2. Ahmad (V/154, 160, 177).
3. At-Tirmidzi (no. 2495).
4. Ibnu Mâjah (no. 4257).
5. Al-Bukhâri dalam al-Adabul Mufrad (no. 490/Shahîh al-Adabul Mufrad (no. 377)).
6. ‘Abdurrazzâk dalam al-Mushannaf (no. 20272).
7. Abu Nu’aim dalam Hilyatul Auliyâ’ (V/125-126).
8. Al-Baihaqi dalam Sunannya (VI/93) dan dalam alAsmâ’ wash Shifât (hal. 65, 159, 213-214, 227, 285).
9. Al-Hâkim dalam al-Mustadrak (IV/241).
10.Ibnu Hibbân dengan ringkas (no. 618-at-Ta’lîqâtul Hisân).
SYARAH HADITS
1. Pengertian Zhalim
Firman Allah سبحانه وتعالى , “Wahai hamba-Ku!

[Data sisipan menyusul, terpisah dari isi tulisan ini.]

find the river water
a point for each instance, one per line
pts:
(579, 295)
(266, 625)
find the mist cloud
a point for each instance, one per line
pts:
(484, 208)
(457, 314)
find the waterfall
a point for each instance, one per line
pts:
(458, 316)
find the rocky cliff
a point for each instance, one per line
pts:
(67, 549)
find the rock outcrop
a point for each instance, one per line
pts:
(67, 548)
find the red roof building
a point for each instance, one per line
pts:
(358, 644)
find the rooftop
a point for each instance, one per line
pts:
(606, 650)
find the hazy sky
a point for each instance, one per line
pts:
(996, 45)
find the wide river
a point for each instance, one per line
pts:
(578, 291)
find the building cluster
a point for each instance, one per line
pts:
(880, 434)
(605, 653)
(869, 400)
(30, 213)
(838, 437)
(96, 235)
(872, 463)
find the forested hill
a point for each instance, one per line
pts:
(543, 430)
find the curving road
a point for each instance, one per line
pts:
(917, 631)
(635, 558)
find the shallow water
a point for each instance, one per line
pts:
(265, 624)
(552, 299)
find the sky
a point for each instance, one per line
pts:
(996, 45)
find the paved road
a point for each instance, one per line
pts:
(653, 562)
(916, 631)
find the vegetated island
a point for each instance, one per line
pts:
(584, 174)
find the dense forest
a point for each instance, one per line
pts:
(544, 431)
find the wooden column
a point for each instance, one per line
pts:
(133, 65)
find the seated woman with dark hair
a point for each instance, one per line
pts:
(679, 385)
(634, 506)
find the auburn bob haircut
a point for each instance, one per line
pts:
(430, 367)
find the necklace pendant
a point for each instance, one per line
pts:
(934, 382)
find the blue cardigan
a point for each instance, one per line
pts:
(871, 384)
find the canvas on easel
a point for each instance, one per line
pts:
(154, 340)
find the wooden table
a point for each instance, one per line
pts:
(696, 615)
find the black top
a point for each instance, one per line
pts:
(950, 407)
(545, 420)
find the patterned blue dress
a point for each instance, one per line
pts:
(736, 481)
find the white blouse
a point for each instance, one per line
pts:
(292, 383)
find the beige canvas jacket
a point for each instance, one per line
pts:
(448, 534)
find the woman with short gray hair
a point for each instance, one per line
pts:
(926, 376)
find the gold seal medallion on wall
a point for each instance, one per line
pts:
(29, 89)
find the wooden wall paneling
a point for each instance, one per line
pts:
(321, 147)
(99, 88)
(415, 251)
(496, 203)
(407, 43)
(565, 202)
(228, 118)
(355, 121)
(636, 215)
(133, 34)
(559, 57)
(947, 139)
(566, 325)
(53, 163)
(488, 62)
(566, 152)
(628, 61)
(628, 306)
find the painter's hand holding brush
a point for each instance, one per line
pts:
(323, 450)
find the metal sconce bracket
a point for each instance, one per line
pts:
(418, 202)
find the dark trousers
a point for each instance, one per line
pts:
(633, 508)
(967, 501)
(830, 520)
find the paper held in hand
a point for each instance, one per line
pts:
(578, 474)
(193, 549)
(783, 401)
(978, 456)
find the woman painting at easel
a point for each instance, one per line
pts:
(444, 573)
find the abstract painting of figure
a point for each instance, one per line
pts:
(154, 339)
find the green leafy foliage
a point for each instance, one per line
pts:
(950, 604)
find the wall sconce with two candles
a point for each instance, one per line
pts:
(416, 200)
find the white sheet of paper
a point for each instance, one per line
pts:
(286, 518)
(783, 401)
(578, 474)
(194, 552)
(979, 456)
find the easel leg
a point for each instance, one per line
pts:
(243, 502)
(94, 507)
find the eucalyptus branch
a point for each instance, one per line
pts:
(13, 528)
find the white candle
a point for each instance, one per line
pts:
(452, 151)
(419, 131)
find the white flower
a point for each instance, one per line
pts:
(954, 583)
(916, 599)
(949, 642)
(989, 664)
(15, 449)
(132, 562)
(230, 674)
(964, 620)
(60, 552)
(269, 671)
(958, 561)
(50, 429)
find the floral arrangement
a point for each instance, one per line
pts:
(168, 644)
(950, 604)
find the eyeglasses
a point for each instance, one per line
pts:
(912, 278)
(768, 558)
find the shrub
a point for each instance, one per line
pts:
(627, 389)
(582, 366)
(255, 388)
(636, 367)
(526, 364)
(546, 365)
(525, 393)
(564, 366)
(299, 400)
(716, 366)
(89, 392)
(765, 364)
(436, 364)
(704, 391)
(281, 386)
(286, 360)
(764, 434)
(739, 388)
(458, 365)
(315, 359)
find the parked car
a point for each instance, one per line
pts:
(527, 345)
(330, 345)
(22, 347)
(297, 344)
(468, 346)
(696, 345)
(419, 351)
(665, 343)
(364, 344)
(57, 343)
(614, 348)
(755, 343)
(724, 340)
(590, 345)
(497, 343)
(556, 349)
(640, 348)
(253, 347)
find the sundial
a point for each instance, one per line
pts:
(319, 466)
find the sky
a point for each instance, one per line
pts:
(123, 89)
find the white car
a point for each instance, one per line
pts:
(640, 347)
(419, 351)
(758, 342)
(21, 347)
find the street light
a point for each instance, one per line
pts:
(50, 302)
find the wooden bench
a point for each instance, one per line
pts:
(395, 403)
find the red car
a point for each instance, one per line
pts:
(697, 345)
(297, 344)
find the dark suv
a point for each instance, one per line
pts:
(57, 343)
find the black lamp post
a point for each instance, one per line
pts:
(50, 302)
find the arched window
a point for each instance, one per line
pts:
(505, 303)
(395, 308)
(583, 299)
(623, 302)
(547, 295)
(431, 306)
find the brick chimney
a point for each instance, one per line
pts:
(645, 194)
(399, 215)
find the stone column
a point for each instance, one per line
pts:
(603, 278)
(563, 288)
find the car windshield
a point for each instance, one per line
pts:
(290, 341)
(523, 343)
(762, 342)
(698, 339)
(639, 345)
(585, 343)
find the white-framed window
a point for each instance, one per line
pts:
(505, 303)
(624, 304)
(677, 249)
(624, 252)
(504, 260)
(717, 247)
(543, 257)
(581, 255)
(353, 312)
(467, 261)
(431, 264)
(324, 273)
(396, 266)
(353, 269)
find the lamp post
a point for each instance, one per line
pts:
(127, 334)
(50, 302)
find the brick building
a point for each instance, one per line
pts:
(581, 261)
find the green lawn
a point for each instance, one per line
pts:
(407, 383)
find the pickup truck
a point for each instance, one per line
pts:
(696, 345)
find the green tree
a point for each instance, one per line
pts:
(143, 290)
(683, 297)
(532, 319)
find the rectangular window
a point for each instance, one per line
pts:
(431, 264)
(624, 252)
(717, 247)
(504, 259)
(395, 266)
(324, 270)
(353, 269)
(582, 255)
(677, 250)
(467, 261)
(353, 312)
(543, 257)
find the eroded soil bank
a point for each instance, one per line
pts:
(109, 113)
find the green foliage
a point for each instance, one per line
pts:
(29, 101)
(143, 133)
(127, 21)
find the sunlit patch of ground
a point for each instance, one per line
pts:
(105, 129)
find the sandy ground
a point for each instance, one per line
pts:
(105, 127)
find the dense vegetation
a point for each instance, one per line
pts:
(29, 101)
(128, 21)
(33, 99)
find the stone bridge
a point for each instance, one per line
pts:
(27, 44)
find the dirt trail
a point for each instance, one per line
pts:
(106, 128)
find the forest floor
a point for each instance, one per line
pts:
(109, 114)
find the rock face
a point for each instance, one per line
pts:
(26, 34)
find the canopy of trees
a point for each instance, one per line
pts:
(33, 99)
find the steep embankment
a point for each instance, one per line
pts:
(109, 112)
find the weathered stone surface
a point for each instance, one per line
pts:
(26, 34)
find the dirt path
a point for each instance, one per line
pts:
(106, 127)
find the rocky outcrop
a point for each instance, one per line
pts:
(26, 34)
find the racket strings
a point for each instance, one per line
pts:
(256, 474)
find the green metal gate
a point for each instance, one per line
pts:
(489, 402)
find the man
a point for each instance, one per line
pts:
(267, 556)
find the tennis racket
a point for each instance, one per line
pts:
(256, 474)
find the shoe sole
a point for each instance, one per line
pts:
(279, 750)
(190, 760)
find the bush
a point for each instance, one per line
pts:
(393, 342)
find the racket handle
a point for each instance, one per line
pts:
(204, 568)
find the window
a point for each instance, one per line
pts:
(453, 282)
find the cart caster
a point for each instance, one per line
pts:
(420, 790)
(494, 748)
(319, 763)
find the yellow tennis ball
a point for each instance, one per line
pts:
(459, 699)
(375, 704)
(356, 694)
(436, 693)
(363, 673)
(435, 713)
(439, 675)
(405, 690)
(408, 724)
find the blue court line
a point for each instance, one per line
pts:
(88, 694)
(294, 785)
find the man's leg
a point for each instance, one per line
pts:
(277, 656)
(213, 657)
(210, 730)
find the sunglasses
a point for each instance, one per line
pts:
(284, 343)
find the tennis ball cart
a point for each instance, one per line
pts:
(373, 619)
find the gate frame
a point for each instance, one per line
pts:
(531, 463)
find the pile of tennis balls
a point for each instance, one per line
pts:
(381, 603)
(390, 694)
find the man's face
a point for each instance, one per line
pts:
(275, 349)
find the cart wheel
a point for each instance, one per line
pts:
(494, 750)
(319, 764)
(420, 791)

Sesungguhnya Aku mengharamkan kezhaliman atas diri-Ku.”
Maknanya ialah: Allah سبحانه وتعالى melarang diri-Nya berbuat zhalim terhadap hamba-hamba-Nya, seperti firman-Nya,
وَمَآ اَنَا۠ بِظَلَّامٍ لِّلْعَبِيْدِ ࣖ
“…Dan Aku tidak menzhalimi hamba-hamba-Ku.” (Qs Qâf/50:29)
Allah سبحانه وتعالى berfirman,
وَمَا اللّٰهُ يُرِيْدُ ظُلْمًا لِّلْعِبَادِ
“…Padahal Allah tidak menghendaki kezhaliman terhadap hamba-hamba-Nya.” (Qs Ghâfir/40:31)
Allah سبحانه وتعالى berfirman,
وَمَنْ يَّعْمَلْ مِنَ الصّٰلِحٰتِ وَهُوَ مُؤْمِنٌ فَلَا يَخٰفُ ظُلْمًا وَّلَا هَضْمًا
Dan barangsiapa mengerjakan kebajikan sedang dia (dalam keadaan) beriman, maka dia tidak khawatir akan perlakuan zhalim (terhadapnya) dan tidak (pula khawatir) akan pengurangan haknya. (Qs Thâhâ/ 20:112)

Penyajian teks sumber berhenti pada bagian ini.